Sai quali sono le origini di alcune delle tradizioni nelle nozze più comuni?

Stava bene? Cosa indossava? Com’era il vestito? Una volta teminata la festa, senza dubbio, la stella continua a essere la sposa. Questo dice la tradizione e così sia. Per questo, oltre il vestito, le scarpe e altri dettagli, è importante tenere in considerazione i rituali. E in questo caso è facile perché le nozze sono piene di rituali e superstizioni (occhio a queste 7!). E  in queste cose, si sa, niente è in mano al caso.

Foto via Daniele Vertelli
Foto via Daniele Vertelli

In primo luogo, come ripetono i nostri nonni, si deve usare qualcosa di vecchio, qualcosa di nuovo, qualcosa di blu e qualcosa di prestato. Il vecchio significa il legame con il proprio passato e le radici familiari (in genere è un gioiello o l’abito da sposa stesso). Il nuovo rappresenta la speranza di una nuova vita. Il blu rappresenta la purezza e la fedeltà e il prestato generalmente è qualcosa che un’altra donna indossava al suo matrimonio e che dona alla sposa per augurarle e trasmetterle la felicità vissuta nel suo Grande Giorno.
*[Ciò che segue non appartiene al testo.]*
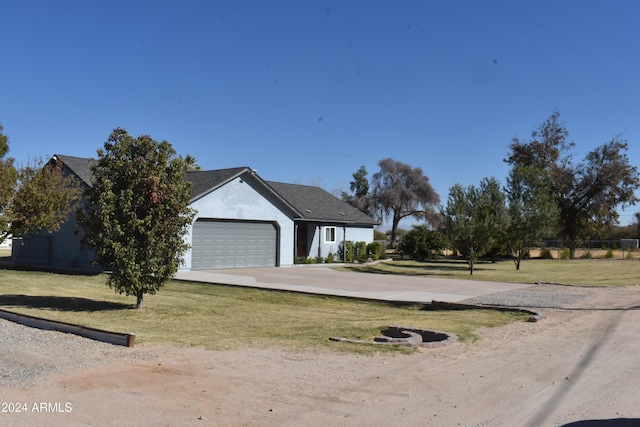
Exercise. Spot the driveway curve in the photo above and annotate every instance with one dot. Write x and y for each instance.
(326, 281)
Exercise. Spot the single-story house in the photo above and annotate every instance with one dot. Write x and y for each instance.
(241, 221)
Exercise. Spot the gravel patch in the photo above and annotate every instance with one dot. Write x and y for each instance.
(29, 354)
(545, 296)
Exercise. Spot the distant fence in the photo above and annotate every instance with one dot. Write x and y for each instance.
(595, 244)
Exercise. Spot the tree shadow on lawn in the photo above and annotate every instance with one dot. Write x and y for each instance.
(61, 303)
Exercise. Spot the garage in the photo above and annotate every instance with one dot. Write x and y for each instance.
(233, 244)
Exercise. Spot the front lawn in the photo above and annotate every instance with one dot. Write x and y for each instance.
(225, 317)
Tuttavia questi non sono gli unici rituali. Lanciare riso è un’usanza orientale, anche se sempre numeros sono le altrnative (eccone 6 originalissime qui). Considerato simbolo di fertilità, il riso cade sugli sposi con la speranza che abbiano molti figli. Anche la torta nuziale ha la sua storia. Nell’antica Roma era tradizione rompere del pane sulla testa della donna come simbolo di fertilità. E nell’Inghilterra medievale gli invitati portavano dolci come regalo, li impilavano, gli sposi li baciavano e dopo li ripartivano tra gli invitati. Da qui la tradizione della torta a due piani.

Foto via Rebecca Silenzi
Foto via Rebecca Silenzi

Il mazzo di fiori è una tradizione che arriva dall’Egitto. Originariamente le spose portavano erbe dagli aromi molto forti per allontanare gli spiriti maligni. L’usanza fece il giro del mondo e le erbe furono più creativamente sostituite con fiori. Il lancio del bouquet, uno dei momenti più fotografati come dimostra questa photogallery, viene dalla Francia del secolo XIV, dove si credeva che la giarrettiera della sposa portasse fortuna e gli invitati avevano il rito di correrle dietro per togliergliela. Col tempo, e per evitare situazioni imbarazzanti, le spose iniziarono a lanciarla spontaneamente, gesto che si spostó in seguito al mazzo.

Chiudere con la Luna di miele è quasi doveroso. La tradizione arriva dalla Germania dove le nozze si celebravano sotto la luna piena e gli sposi bevevano liquore di miele per trenta giorni. Viene dall’Europa anche il rituale di passare sotto la porta con la sposa in braccio. A Roma si pensava che sarebbe stato un cattivo augurio se la sposa avesse battuto la testa entrando nella sua nuova casa!